Toen ik ja zei, wist ik al dat het geen goed idee was. Wat ik van Scott weet, uit de krant, mag geen naam hebben. Wat ik uit mijn eigen observaties weet, weet ik niet echt. Ik weet helemaal niets van Scott. Ik weet dingen over Jason en ik moet mezelf er voortdurend aan helpen herinneren dat die niet bestaat. Het enige wat ik zeker weet – waar ik absoluut zeker van ben – is dat Scotts vrouw al een week wordt vermist. Ik weet dat hij waarschijnlijk een verdachte is. En ik weet dat hij een motief heeft om haar te vermoorden, want ik heb die zoen gezien. Het kan natuurlijk zijn dat hij niet weet dat hij een motief heeft, maar... Daar heb ik zo lang over nagedacht dat ik totaal over mijn toeren ben, maar ik kan toch niet een kans laten lopen om dat huis van dichtbij te zien, dat huis dat ik honderd keer vanaf het spoor, vanaf de straat heb gezien? De kans om naar zijn voordeur toe te lopen, naar binnen te gaan, in zijn keuken te zitten, op zijn terras, waar zij altijd zaten en waar ik hen zag?

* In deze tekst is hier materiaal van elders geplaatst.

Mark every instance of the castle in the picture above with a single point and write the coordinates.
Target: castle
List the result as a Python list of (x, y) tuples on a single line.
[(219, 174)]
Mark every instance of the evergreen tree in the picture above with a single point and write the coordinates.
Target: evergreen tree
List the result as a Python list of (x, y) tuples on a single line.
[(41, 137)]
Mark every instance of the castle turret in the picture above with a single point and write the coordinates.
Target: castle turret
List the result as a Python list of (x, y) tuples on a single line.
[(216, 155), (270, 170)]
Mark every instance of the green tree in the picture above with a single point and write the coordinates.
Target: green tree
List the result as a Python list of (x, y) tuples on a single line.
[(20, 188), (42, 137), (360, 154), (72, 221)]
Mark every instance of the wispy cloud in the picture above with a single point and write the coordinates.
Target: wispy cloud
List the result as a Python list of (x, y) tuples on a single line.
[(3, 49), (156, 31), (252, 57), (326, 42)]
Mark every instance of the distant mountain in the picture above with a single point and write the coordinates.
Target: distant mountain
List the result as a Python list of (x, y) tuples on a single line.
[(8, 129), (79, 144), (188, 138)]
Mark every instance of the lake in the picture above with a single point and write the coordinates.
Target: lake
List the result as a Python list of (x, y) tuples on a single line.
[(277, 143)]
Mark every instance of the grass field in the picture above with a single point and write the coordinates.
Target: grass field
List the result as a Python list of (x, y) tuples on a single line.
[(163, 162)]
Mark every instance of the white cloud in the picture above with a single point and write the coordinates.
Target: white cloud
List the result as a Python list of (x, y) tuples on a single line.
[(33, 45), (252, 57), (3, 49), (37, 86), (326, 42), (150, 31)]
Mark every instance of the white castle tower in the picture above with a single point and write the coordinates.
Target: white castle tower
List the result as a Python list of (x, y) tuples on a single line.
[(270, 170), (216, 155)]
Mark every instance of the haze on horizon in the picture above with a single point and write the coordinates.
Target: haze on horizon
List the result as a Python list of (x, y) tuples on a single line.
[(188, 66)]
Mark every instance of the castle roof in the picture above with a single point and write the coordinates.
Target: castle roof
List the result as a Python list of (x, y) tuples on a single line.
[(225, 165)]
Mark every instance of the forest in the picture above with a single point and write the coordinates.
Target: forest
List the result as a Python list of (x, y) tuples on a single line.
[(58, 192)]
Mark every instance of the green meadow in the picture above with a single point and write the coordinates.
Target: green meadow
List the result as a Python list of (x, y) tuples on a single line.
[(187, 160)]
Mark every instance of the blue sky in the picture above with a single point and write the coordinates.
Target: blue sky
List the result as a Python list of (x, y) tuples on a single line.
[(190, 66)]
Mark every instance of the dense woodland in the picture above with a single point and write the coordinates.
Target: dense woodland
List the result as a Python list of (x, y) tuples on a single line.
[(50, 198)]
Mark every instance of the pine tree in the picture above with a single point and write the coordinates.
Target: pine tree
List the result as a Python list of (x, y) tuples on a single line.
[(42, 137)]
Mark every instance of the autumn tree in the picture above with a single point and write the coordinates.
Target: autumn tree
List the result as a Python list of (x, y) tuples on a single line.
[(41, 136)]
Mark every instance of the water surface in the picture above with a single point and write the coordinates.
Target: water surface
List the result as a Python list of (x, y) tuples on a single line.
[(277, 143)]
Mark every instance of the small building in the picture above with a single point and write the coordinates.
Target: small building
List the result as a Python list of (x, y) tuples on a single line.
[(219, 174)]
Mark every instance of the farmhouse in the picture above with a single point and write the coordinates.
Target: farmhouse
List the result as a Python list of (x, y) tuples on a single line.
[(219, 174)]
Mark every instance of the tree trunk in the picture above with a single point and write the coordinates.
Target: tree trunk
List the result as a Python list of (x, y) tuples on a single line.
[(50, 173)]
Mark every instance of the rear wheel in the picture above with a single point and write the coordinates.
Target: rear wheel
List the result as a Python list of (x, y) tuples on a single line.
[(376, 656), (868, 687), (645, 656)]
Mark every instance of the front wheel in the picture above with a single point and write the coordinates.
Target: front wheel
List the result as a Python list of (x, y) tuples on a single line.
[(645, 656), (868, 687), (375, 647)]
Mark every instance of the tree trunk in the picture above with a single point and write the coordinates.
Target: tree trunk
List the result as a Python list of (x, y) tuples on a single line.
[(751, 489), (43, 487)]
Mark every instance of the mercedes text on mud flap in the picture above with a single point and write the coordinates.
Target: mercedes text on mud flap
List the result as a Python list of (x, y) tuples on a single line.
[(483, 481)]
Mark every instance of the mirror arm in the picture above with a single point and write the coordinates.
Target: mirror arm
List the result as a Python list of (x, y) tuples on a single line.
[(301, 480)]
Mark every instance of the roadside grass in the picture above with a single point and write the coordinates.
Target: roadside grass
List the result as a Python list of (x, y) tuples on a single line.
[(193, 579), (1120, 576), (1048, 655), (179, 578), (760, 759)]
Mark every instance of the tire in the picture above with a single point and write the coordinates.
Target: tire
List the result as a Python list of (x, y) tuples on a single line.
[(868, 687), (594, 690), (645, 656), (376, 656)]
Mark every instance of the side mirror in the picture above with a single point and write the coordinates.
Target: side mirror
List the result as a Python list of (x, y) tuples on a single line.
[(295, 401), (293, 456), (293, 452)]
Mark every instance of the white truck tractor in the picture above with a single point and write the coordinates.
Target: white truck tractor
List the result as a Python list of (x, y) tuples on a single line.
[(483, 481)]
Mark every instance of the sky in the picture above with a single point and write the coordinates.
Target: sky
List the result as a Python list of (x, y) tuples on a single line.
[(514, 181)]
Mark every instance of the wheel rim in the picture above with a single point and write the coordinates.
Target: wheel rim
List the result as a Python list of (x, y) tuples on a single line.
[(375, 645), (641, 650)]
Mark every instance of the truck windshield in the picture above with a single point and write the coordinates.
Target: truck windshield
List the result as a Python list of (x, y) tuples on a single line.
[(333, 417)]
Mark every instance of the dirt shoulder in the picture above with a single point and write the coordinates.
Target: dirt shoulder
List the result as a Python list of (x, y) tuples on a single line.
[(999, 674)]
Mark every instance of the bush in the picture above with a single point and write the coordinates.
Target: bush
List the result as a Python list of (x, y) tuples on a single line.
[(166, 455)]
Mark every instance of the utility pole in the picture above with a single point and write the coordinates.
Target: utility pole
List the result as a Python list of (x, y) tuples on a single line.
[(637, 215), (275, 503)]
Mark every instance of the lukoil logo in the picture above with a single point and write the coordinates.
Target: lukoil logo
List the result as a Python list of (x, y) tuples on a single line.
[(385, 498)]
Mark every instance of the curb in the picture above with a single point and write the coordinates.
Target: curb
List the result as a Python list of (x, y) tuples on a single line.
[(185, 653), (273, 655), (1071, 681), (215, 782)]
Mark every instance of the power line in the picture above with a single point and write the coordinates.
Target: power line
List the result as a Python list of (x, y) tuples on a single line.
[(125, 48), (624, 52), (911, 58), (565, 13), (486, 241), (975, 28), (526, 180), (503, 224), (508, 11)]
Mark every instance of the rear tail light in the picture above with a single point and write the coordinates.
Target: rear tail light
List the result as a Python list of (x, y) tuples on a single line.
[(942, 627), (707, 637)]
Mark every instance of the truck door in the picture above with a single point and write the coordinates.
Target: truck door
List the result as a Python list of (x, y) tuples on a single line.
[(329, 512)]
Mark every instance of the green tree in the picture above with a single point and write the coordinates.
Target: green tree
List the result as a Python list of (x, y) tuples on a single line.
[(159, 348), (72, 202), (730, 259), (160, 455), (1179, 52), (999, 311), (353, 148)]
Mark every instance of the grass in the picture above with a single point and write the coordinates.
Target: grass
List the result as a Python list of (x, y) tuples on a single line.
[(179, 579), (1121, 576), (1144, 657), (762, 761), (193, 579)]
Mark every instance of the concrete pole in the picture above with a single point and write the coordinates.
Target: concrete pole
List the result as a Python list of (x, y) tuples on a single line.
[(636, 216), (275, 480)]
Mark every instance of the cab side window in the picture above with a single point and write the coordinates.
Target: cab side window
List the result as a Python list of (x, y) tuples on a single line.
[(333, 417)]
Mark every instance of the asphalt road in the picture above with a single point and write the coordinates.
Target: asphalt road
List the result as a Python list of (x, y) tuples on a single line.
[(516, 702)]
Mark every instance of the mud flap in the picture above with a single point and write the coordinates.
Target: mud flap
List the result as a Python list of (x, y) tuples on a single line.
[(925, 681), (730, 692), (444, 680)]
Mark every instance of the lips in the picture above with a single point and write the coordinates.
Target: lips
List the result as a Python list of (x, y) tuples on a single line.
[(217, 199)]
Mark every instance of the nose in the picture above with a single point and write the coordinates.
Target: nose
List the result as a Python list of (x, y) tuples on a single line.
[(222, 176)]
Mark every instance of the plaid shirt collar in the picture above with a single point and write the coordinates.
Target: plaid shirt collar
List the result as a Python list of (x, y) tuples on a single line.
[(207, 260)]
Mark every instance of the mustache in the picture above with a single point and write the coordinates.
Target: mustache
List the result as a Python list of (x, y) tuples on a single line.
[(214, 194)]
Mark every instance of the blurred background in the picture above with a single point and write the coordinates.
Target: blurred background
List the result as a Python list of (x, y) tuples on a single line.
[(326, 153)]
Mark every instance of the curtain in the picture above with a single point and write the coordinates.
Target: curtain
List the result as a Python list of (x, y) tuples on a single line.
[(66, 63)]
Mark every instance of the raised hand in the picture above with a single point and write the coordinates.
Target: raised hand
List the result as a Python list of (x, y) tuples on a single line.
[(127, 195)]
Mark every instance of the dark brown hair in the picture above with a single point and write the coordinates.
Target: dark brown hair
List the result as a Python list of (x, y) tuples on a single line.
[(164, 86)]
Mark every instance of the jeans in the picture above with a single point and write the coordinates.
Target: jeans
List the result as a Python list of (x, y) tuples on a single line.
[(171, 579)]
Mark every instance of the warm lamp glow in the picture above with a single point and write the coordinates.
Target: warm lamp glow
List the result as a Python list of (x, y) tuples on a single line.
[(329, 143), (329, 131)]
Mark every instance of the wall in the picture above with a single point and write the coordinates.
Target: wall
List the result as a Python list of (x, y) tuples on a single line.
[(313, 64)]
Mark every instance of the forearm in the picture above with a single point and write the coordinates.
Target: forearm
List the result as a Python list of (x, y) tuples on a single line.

Het was een te grote verleiding. Nu zit ik in de trein, met mijn armen om me heen geslagen en mijn handen in mijn zij gedrukt om ze niet te laten trillen, als een uitgelaten kind dat op avontuur gaat. Ik was zo blij dat ik een doel had dat ik niet meer nadacht over de werkelijkheid. Ik dacht niet meer aan Megan.

Nu denk ik wel aan haar. Ik moet Scott ervan overtuigen dat ik haar heb gekend – een beetje, niet heel goed. Dan zal hij me geloven als ik vertel dat ik haar met een ander heb gezien. Als ik meteen toegeef dat ik heb gelogen, zal hij me niet vertrouwen. Dus ik probeer me voor te stellen hoe het kan zijn geweest om even aan te lopen bij de galerie en bij de koffie wat bij te kletsen. Drinkt ze wel koffie? We zouden het misschien over kunst hebben, of over yoga, of onze echtgenoten. Ik weet niets van kunst, ik heb nooit aan yoga gedaan. Ik heb geen echtgenoot. En zij heeft de hare bedrogen.

Ik denk aan de dingen die haar echte vrienden over haar hebben gezegd: ‘Fantastisch, grappig, mooi, met een warm hart. Bemind.’ Ze heeft een fout begaan. Dat gebeurt nu eenmaal weleens. Niemand is volmaakt.